Now, you can say "That's not magic, it's science/psychiatry pretending to be magic", but if that's the case ; what was magic supposed to be before D&D invented the concept of the magic missile?
I will say it, it is just psychology
Magic, by definition, invokes the supernatural. Since, by definition, nothing supernatural exists... Magic is and has always been useful in storytelling or fantasy. Without fiction life would be pretty boring. From a practical standpoint magic is also useful for thought experiments or tricking your children into behaving around Christmas.
It depends a lot on your defintion of what we mean when we say "magic" or "science".

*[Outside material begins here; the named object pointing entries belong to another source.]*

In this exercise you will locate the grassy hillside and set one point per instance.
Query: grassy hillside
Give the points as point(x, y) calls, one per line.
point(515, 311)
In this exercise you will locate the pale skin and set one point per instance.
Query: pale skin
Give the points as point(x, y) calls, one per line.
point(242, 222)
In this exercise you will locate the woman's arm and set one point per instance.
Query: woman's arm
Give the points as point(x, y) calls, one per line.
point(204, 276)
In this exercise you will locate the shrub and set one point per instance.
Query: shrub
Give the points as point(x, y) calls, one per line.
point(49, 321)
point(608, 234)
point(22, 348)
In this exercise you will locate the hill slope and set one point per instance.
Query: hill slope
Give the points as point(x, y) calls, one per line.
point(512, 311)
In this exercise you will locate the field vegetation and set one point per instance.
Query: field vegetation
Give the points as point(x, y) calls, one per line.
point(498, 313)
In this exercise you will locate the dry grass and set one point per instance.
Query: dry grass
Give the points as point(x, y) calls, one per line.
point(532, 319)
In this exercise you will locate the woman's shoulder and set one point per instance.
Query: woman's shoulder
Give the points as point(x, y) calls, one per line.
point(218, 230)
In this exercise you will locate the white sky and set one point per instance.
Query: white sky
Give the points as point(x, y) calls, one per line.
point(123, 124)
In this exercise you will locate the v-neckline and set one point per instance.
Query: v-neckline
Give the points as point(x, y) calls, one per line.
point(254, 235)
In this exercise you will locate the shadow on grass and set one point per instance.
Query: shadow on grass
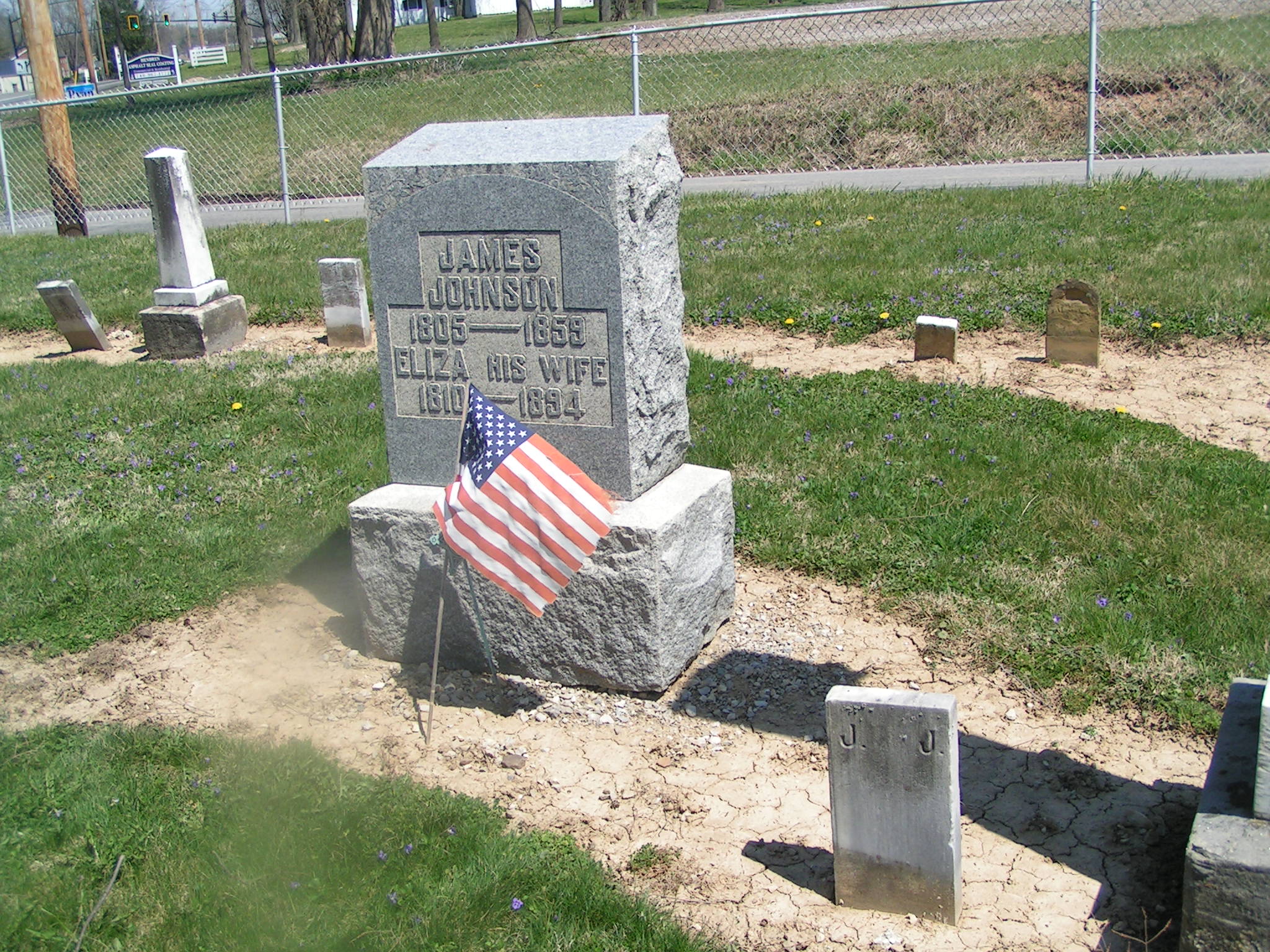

I think part of the contention between yourself and Jeoshua in this stems from differing definitions of "Magic" and "Science", since you seem to view those two things as a thought process, whereas Jeoshua is thinking more in terms of whether or not something
appears to be magic.
In the ancient world, the Sun was magic - The Egyptians believed that the world was flat, and bounded by very tall mountains, and that the Sun was the boat their god rode through the sky, and during the hours of the night, descended into the underworld to do battle with the forces of Apep, where if the Sun were ever destroyed, Apep would be free to swallow the whole world of the living.
That's all magic, replaced by our more modern understanding of things like gravity.
There's also the sort of magic that takes place in modern fiction. Consider Mass Effect, where there is a fictional substance that allows heavy objects to become weightless, faster-than-light travel, the ability for people to levitate objects, or make force fields or use powers of their mind to rip physical objects apart.
This is all given a science fiction veneer, but it's functionally the exact same
effect as magic.
Even worse is something like Xenosaga, where the characters have "nanomachines" that are just obvious stand-ins for magic in a supposedly technological setting, and even go so far as to have The Four Greek Classical Elements "castable" in nanomachine form, along with standard healing spells.
Then you get things like Final Fantasy 7, where "magic" is basically just gasoline that glows - you can run a truck by pouring magic into the internal combustion engine, and the giant steampunk factories run on drilling an exhaustable supply of "magic" from the ground, where society will collapse if all the "magic" is drilled out. The good guys want to switch over to technology that doesn't rely upon drilling out the last of the "magic" from the ground before it's too late, and live in peaceful, eco-friendly sustainable villages. (Nope, no parallels to fossil fuels, here.)
It's just technology which people have applied a fictional power source to it.
Regardless of how the actual alchemical system is set up, as long as "Component A + Component B ==catalyst=> Product" is true, you're basically talking about "science" in the sense that it is a predictable, explainable reaction, (the way that you have been talking about it, and the way that "magic" exists in Final Fantasy 7). We're just using eyeball grass or mushroom wood that is always 0 degrees Celsius as a component, and the rest is just a semantic argument.